Reading: Isaiah 9: 2-7

Verses 6-7: “For unto us a child is born, to us a son is given… He will reign with righteousness and justice… forever”.

Early in the book of Isaiah the prophet writes to a people living in the darkness and suffering of exile. They are enduring the consequences of their corporate disobedience to God. At the start of chapter nine Isaiah writes, “there will be no more gloom” – the time in exile is coming to an end – and he writes, “in the future he will honor Galilee of the Gentiles” – a region containing Nazareth, hometown of the Lord.

Our passage today begins with these Christmas words: “The people walking in darkness have seen a great light”. The light of the world is coming. Almighty God, born in the flesh, will bring light and holiness into the world, driving away the darkness and evil. In verse four Isaiah again speaks Jesus words, saying, “you have shattered the yoke that burdens them”. The Prince of Peace will give all for humanity, forever breaking the bonds of sin and death, bringing true peace to all who believe.

In verses six and seven we read these words of Isaiah that draw our minds to the Messiah: “For unto us a child is born, to us a son is given… He will reign with righteousness and justice… forever”. Born of the virgin Mary, conceived of the Holy Spirit, the child is for us, given to us – to save, redeem, and restore us and our world, to be our Wonderful Counselor, to die for us, to rise and dwell in us and with us forever.
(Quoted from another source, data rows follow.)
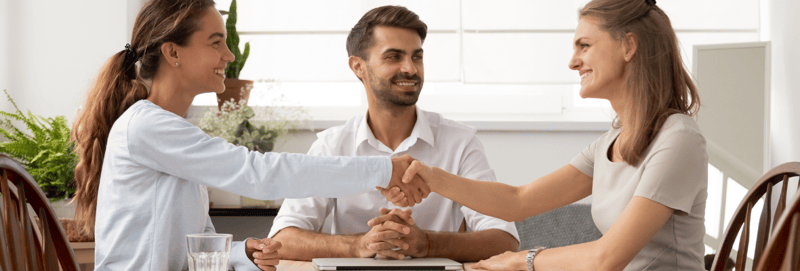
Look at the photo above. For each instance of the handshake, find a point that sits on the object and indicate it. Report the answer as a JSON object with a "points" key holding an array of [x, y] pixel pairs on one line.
{"points": [[409, 183]]}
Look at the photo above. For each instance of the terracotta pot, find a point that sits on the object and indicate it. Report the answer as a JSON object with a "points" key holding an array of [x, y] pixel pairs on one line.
{"points": [[235, 89]]}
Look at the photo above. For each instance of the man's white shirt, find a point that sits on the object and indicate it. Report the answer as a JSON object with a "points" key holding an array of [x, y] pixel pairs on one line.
{"points": [[435, 141]]}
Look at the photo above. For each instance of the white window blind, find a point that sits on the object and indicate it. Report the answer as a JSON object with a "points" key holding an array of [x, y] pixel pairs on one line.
{"points": [[483, 59]]}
The Everlasting Father, born of the flesh, comes to be a part of our world and our lives… forever! His birth we celebrate today. Thanks be to God for the gift of Light, unto us, for us, forever.

Prayer: God of all the universe, in a humble way you came into our world. You walked among us seeking to do nothing but give of yourself in love. You left this world doing just that once again. And now and forevermore you rule with love and mercy, hope and peace, justice and joy. Thank you for being my Savior. Amen.